Post Script: What do we expect from our hospital?


(10/18/2019)

by Frances Edstrom, columnist

The news that Winona Health’s hospital, the former Community Memorial Hospital, has closed its inpatient psychiatric unit was surprising and upsetting for many of us. I imagine it will be upsetting to many more people over the coming years, as they or their loved ones experience psychiatric emergencies.

That change started me thinking about Winona’s hospital. What is it that we expect from a local hospital, as opposed to the regional hospital to our east in La Crosse, or the international medical center in Rochester?

What we want, I think, is to find a place where we feel safe, where there are professionals who can help save our lives, relieve our pain, ease our anxieties. In the case of accidental injuries, heart attacks, strokes, and other sudden and severe conditions, time is of the essence. We feel much safer knowing that help is minutes, rather than hours, away.

We value the convenience of a local clinic and hospital. Life is much simpler if our medical care is nearby. Taking the kids to the doctor means just a few hours away from work, not a day. The drive to the delivery room when labor starts is a few minutes, not an hour. Dialysis services are close to home, as is infusion therapy for cancer care.

We feel safe knowing that whatever our health needs, they can initially be addressed here. However, many hospitals around the state are discontinuing what most of us consider to be basic services. Some hospitals in Minnesota have even discontinued delivering babies, once the mainstay of the small-town hospital.

Back when Winona came together to build Community Memorial Hospital, the forerunner of Winona Health, there was a general feeling that the town had a real stake in its hospital, that the hospital was one of the things that made Winona a hub for the surrounding communities and made for a better quality of life here.

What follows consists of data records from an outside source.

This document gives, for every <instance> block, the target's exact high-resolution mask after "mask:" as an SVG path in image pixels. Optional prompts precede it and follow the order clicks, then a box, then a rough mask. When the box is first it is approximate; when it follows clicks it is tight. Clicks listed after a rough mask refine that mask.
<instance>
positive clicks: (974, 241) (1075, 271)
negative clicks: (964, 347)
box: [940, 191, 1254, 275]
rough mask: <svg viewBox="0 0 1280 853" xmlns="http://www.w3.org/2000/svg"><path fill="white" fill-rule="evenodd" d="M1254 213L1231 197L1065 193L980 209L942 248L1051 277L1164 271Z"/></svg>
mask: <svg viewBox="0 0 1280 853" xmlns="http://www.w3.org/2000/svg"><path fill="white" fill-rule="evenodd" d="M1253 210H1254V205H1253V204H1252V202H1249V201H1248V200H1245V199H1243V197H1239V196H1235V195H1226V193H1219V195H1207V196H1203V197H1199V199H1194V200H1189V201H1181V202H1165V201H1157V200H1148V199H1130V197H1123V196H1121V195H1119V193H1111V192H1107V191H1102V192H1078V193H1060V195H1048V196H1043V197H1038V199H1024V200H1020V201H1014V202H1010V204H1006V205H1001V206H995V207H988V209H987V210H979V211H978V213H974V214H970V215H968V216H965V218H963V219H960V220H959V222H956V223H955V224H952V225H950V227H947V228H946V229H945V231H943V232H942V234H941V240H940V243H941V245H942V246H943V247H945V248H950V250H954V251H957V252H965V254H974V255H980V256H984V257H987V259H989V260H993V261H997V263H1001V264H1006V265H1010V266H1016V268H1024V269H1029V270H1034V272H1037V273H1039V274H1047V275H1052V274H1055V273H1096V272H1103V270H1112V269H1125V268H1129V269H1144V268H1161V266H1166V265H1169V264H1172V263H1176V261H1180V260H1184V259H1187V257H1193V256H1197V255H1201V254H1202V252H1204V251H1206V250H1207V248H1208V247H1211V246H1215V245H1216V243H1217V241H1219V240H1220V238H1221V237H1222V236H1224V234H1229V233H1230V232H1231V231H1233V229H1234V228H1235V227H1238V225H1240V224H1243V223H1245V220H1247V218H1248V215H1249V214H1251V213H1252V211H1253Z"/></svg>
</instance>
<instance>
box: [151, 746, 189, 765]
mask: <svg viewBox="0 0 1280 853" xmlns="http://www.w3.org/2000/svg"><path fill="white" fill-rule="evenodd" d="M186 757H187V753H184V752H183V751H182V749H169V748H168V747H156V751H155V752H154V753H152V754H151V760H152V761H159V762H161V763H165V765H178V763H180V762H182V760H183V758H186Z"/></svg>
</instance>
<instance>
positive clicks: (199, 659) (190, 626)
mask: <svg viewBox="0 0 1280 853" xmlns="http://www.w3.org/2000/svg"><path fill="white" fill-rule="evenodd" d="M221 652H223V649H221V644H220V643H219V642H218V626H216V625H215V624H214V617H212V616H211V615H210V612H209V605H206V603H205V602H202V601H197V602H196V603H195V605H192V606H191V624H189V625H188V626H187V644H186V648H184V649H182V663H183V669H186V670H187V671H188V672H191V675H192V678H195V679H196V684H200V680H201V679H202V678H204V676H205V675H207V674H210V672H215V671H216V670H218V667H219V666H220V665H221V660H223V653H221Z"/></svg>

In a changing world, it was a stabilizing presence.

For myriad reasons, that community feeling seems to have waned. It might be time for Winona citizens, both of the city and county, to reconnect with our health care facility, to get a clearer idea of where it is headed in the future, of what effect Gundersen Health System moving to Winona, and Destination Medical Center in Rochester, will have on our health care options at Winona Health.

We are often told that we need to be our own health care advocates. I think it is time that we expand that advocacy to the future of health care in Winona.